$\DeclareMathOperator{\Hom}{Hom}$
In a category C, an exponential object $X^Y$ (if it exists) is an object of C such that (by def)
$$\forall Z, \Hom_C(Z,X^Y) \cong \Hom_C(Z \times Y,X)$$
This of course implies that
$$\Hom_C(1,X^Y) \cong \Hom_C(Y,X)$$
i.e. the generalized elements of the exponential object are isomorphic to the hom set.
Is the reverse true? That is, is an object H such that
$$\Hom_C(1,H) \cong \Hom_C(Y,X)$$
always (isomorphic to) the exponential object?
If it's false (as i suspect):
What if one wanted to work in a category with this property?
Under which additional conditions it's true, and/or how do you call a category in which it's true?
(Some context about why i care:
in the type theory view of category theory in which morphisms are
computations, one obviously wants some kind of internalization of homs. But, the full definition of exponential objects looks needlessly strong, I wonder if there is a more fundamental one?)

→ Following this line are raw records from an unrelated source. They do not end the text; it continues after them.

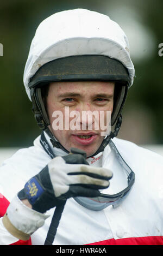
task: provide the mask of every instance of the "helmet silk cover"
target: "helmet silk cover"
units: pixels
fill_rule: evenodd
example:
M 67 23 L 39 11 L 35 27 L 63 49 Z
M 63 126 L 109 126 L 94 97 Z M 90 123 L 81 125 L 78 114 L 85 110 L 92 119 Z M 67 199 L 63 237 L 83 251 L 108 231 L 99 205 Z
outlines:
M 128 70 L 130 86 L 134 67 L 128 41 L 120 26 L 106 15 L 83 9 L 54 14 L 39 26 L 32 41 L 23 82 L 29 99 L 30 79 L 49 61 L 68 56 L 98 55 L 121 62 Z

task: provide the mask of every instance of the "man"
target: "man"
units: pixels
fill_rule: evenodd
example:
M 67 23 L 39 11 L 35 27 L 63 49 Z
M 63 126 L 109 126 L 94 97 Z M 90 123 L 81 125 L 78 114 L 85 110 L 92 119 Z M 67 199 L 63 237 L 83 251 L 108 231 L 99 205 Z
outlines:
M 43 132 L 1 167 L 1 244 L 163 244 L 162 158 L 114 138 L 134 76 L 126 35 L 105 15 L 41 23 L 24 84 Z

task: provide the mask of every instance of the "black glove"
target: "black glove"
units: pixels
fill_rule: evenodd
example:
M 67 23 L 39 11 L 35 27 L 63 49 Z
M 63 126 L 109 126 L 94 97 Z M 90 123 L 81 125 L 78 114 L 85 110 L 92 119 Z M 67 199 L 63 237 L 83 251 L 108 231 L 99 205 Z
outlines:
M 99 196 L 98 189 L 108 187 L 112 176 L 105 168 L 90 166 L 82 154 L 57 157 L 26 183 L 18 197 L 44 213 L 71 197 Z

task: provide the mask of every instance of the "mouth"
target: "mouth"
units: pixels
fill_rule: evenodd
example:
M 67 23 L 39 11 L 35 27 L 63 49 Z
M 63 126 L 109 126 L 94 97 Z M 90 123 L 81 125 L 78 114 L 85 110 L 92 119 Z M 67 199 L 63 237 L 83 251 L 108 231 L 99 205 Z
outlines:
M 97 136 L 96 133 L 72 134 L 74 142 L 80 145 L 87 145 L 92 143 Z

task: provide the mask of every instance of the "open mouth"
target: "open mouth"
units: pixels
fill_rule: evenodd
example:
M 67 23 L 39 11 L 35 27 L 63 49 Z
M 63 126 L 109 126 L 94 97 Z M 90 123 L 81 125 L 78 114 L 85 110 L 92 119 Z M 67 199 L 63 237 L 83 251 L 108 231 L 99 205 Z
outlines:
M 89 145 L 92 143 L 96 139 L 97 136 L 97 135 L 95 133 L 88 135 L 72 135 L 72 137 L 74 140 L 74 141 L 75 141 L 75 142 L 83 145 Z
M 92 135 L 77 135 L 80 139 L 89 139 L 92 137 Z

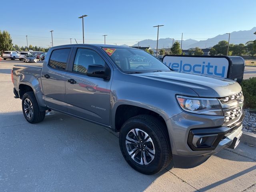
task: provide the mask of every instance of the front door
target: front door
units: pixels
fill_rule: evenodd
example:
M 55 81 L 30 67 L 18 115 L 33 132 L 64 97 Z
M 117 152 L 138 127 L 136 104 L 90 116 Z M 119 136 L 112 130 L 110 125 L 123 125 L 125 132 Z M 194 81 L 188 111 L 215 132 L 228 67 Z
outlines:
M 58 48 L 50 53 L 43 65 L 42 83 L 46 104 L 50 108 L 67 111 L 65 80 L 70 48 Z
M 72 67 L 66 76 L 68 112 L 108 125 L 111 81 L 89 77 L 86 72 L 89 65 L 109 66 L 95 50 L 76 48 L 73 52 L 73 61 L 70 63 Z

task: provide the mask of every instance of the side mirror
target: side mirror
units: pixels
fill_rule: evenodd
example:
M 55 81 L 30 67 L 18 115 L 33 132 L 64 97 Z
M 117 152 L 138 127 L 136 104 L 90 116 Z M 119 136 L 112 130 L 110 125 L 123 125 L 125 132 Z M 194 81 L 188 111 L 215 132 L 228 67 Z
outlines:
M 108 79 L 109 75 L 106 74 L 105 67 L 102 65 L 89 65 L 87 68 L 87 76 Z

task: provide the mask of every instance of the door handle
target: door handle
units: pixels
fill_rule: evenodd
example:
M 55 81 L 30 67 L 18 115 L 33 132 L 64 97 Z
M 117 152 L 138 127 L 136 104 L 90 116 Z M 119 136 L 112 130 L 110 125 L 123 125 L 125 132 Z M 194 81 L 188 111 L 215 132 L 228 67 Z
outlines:
M 50 77 L 48 74 L 46 74 L 45 75 L 44 75 L 44 77 L 45 77 L 46 79 L 48 79 Z
M 69 82 L 71 84 L 74 84 L 75 83 L 76 83 L 76 82 L 75 81 L 74 79 L 69 79 L 68 80 L 68 82 Z

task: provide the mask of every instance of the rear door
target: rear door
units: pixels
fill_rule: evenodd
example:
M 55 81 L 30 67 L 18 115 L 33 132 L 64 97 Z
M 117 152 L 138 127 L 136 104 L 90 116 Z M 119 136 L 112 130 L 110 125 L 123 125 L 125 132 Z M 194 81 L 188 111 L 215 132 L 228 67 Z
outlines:
M 106 80 L 86 75 L 89 65 L 100 65 L 112 70 L 102 53 L 93 47 L 74 47 L 66 76 L 68 112 L 109 125 L 112 78 Z
M 67 111 L 65 76 L 72 49 L 72 47 L 63 46 L 52 50 L 44 62 L 42 72 L 46 104 L 64 112 Z

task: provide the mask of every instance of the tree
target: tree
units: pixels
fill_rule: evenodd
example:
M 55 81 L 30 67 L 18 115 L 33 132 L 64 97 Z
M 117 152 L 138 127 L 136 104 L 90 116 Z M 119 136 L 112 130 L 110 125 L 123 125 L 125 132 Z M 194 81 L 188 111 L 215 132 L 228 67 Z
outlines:
M 212 47 L 212 48 L 214 48 L 216 51 L 215 54 L 226 55 L 228 51 L 228 42 L 226 41 L 221 41 Z
M 164 55 L 164 52 L 165 52 L 165 50 L 164 49 L 162 49 L 159 52 L 160 55 Z
M 0 31 L 0 51 L 10 50 L 12 48 L 12 40 L 7 31 Z
M 204 54 L 204 52 L 199 47 L 196 47 L 195 51 L 194 52 L 194 55 L 203 55 Z
M 217 53 L 217 52 L 215 49 L 214 49 L 213 47 L 211 48 L 211 49 L 210 50 L 210 55 L 215 55 Z
M 171 48 L 172 53 L 173 55 L 181 55 L 182 51 L 180 48 L 180 45 L 178 41 L 173 44 L 173 47 Z
M 234 45 L 230 47 L 232 51 L 232 55 L 241 56 L 246 53 L 246 47 L 242 43 L 238 45 Z

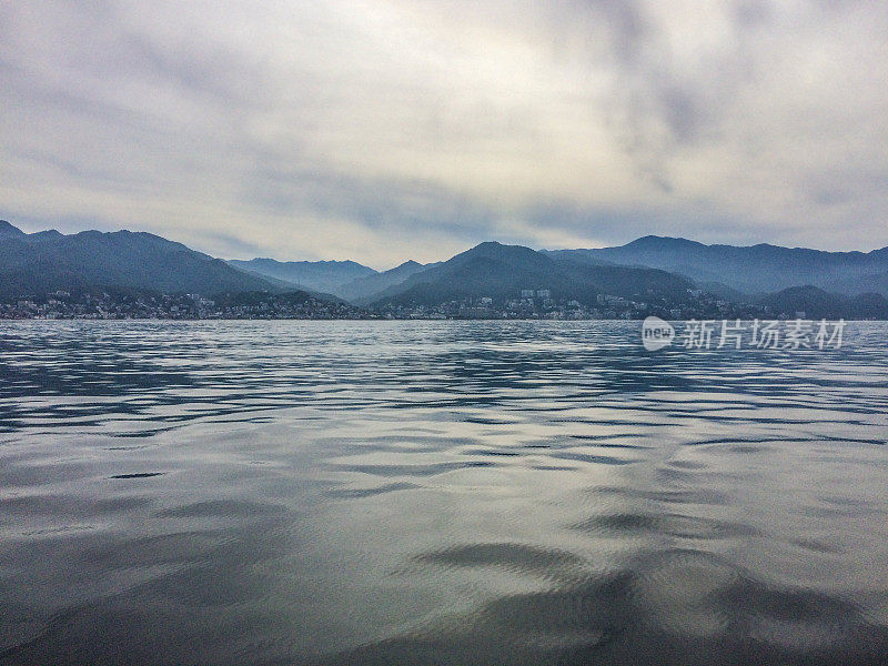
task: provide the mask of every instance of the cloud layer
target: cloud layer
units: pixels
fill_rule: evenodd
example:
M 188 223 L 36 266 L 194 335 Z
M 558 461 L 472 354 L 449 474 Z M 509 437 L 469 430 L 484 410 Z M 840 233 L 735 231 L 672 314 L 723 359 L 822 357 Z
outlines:
M 888 244 L 879 2 L 0 4 L 0 213 L 385 268 Z

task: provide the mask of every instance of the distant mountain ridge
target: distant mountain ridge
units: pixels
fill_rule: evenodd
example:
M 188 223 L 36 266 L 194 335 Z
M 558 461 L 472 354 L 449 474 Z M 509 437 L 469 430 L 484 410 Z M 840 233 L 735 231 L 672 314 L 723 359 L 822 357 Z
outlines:
M 888 248 L 871 252 L 826 252 L 761 243 L 705 245 L 686 239 L 648 235 L 625 245 L 594 250 L 544 251 L 556 259 L 662 269 L 697 283 L 724 285 L 745 294 L 814 285 L 854 295 L 888 295 Z
M 524 290 L 548 290 L 553 299 L 592 303 L 602 293 L 680 299 L 693 287 L 665 271 L 556 261 L 529 248 L 490 241 L 411 275 L 377 294 L 375 302 L 431 305 L 465 297 L 518 299 Z
M 225 262 L 144 232 L 26 233 L 0 221 L 0 299 L 94 289 L 208 296 L 302 290 L 383 309 L 506 302 L 528 291 L 583 305 L 606 296 L 668 307 L 705 292 L 712 303 L 787 315 L 871 319 L 888 317 L 888 248 L 825 252 L 644 236 L 615 248 L 536 251 L 488 241 L 443 262 L 377 272 L 354 261 Z
M 255 275 L 282 280 L 293 286 L 334 294 L 344 284 L 376 274 L 373 269 L 349 260 L 276 261 L 256 258 L 251 260 L 232 259 L 228 263 Z
M 222 260 L 150 233 L 28 234 L 0 223 L 0 297 L 103 286 L 202 294 L 280 291 Z

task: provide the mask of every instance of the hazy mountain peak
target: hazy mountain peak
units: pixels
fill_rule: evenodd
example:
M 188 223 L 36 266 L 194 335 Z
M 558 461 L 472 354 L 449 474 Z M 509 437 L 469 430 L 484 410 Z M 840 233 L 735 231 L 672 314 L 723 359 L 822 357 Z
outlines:
M 0 238 L 19 238 L 28 235 L 18 226 L 13 226 L 6 220 L 0 220 Z
M 626 243 L 623 245 L 623 248 L 629 248 L 633 250 L 678 250 L 706 248 L 706 245 L 697 241 L 689 241 L 682 238 L 646 235 L 642 236 L 640 239 L 636 239 L 630 243 Z

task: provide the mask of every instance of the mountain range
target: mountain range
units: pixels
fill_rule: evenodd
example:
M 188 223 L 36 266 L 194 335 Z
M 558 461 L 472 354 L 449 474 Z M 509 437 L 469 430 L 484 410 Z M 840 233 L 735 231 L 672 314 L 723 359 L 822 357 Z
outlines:
M 881 317 L 888 316 L 888 248 L 825 252 L 645 236 L 614 248 L 535 251 L 485 242 L 443 262 L 406 261 L 377 272 L 354 261 L 223 261 L 150 233 L 29 234 L 0 221 L 0 299 L 101 287 L 204 295 L 301 290 L 371 307 L 516 299 L 525 290 L 584 304 L 601 295 L 683 303 L 703 291 L 778 312 Z
M 0 221 L 0 297 L 101 286 L 201 294 L 280 291 L 263 278 L 150 233 L 28 234 Z
M 626 245 L 547 252 L 556 259 L 592 264 L 663 269 L 724 293 L 755 295 L 790 286 L 813 285 L 854 295 L 888 295 L 888 248 L 872 252 L 825 252 L 780 248 L 704 245 L 685 239 L 644 236 Z

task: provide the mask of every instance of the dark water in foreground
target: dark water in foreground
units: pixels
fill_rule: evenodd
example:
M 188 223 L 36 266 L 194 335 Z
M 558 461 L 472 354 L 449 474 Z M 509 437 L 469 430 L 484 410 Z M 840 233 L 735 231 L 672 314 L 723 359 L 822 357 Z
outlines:
M 0 327 L 0 664 L 886 664 L 888 325 Z

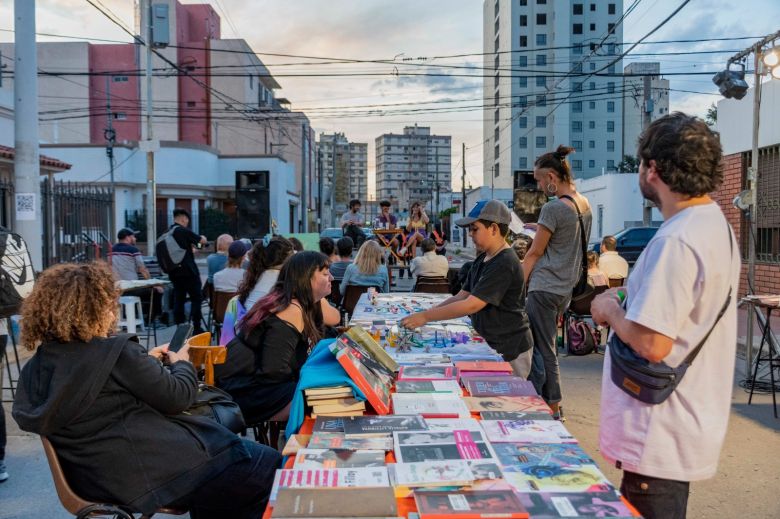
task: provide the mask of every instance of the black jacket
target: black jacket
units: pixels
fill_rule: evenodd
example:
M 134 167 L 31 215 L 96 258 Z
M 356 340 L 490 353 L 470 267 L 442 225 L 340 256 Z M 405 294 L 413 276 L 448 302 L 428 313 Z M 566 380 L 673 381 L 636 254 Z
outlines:
M 180 414 L 197 392 L 191 364 L 168 371 L 128 338 L 40 346 L 13 417 L 49 438 L 77 494 L 151 513 L 249 453 L 216 422 Z

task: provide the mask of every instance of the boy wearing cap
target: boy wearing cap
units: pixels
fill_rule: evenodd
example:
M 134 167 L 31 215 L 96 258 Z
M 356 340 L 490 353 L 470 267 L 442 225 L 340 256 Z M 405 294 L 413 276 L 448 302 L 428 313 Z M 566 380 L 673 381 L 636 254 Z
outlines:
M 506 242 L 512 213 L 502 202 L 479 202 L 466 218 L 455 222 L 468 227 L 480 252 L 463 288 L 441 304 L 412 314 L 401 321 L 406 328 L 419 328 L 430 321 L 469 315 L 477 332 L 515 374 L 528 378 L 533 339 L 525 313 L 523 267 Z

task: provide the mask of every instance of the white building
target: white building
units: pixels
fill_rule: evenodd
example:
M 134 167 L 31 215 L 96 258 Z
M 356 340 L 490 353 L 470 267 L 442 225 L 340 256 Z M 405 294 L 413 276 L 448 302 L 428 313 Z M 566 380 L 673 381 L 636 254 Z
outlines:
M 389 200 L 396 212 L 414 202 L 429 214 L 442 208 L 442 193 L 451 191 L 452 138 L 431 135 L 425 126 L 407 126 L 404 133 L 376 138 L 376 197 Z M 437 204 L 438 195 L 438 204 Z
M 623 149 L 621 157 L 636 156 L 636 145 L 648 125 L 669 113 L 669 80 L 661 64 L 629 63 L 623 70 Z M 621 158 L 622 160 L 622 158 Z
M 622 14 L 622 0 L 484 1 L 485 185 L 511 188 L 515 171 L 559 144 L 576 149 L 575 176 L 615 169 Z
M 365 203 L 368 199 L 368 144 L 349 142 L 343 133 L 321 133 L 317 153 L 321 164 L 323 219 L 333 226 L 347 210 L 350 200 Z

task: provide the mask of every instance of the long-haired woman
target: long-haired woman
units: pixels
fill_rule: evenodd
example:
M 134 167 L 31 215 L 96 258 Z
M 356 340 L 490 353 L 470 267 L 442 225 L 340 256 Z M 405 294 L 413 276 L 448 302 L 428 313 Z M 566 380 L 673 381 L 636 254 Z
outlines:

CORRECTION (edited): As an answer below points out, the definition of exponential object requires a Natural isomorphism. So the first isomorphism is natural.
Best Answer
The claim you ask for is extremely restrictive and I wouldn't expect there to be any nice natural conditions on a category that would make it true. In particular, keep in mind that when you write $$\operatorname{Hom}_C(1,H) \cong \operatorname{Hom}_C(Y,X)$$ this is merely an isomorphism of sets. That is, you are saying that if $H$ is a set such that the cardinality of the set of homomorphisms $1\to H$ is the same as the cardinality of the set of homomorphisms $Y\to X$, then $H$ admits the structure of an exponential object $X^Y$. In the case where $Y=1$, this says in particular that an object $X$ of $C$ is determined up to isomorphism by merely the number of homomorphisms $1\to X$. This is virtually never true.
For an explicit example where this fails but exponential objects exist, consider $C=\mathtt{Set}\times\mathtt{Set}$. Then, for instance, the objects $(1,\mathbb{N})$ and $(\mathbb{N},\mathbb{N})$ both have $\aleph_0$ homomorphisms from the terminal object $1=(1,1)$, but they are not isomorphic.
(Note that even asking for an isomorphism of sets $\operatorname{Hom}_C(Z,H) \cong \operatorname{Hom}_C(Z \times Y,X)$ for all $Z$ is not enough to conclude that $H$ is an exponential object $X^Y$. This isomorphisms also have to be natural in $Z$. For instance, in the full subcategory of $\mathtt{Set}$ consisting of just a single infinite set $X$, there is a bijection $\operatorname{Hom}(Z,X) \cong \operatorname{Hom}(Z \times X,X)$ for all $Z$ (since $X$ itself can be given the structure of a product $X\times X$) but this cannot be made natural in $Z$ so $X$ cannot be made into an exponential object $X^X$.)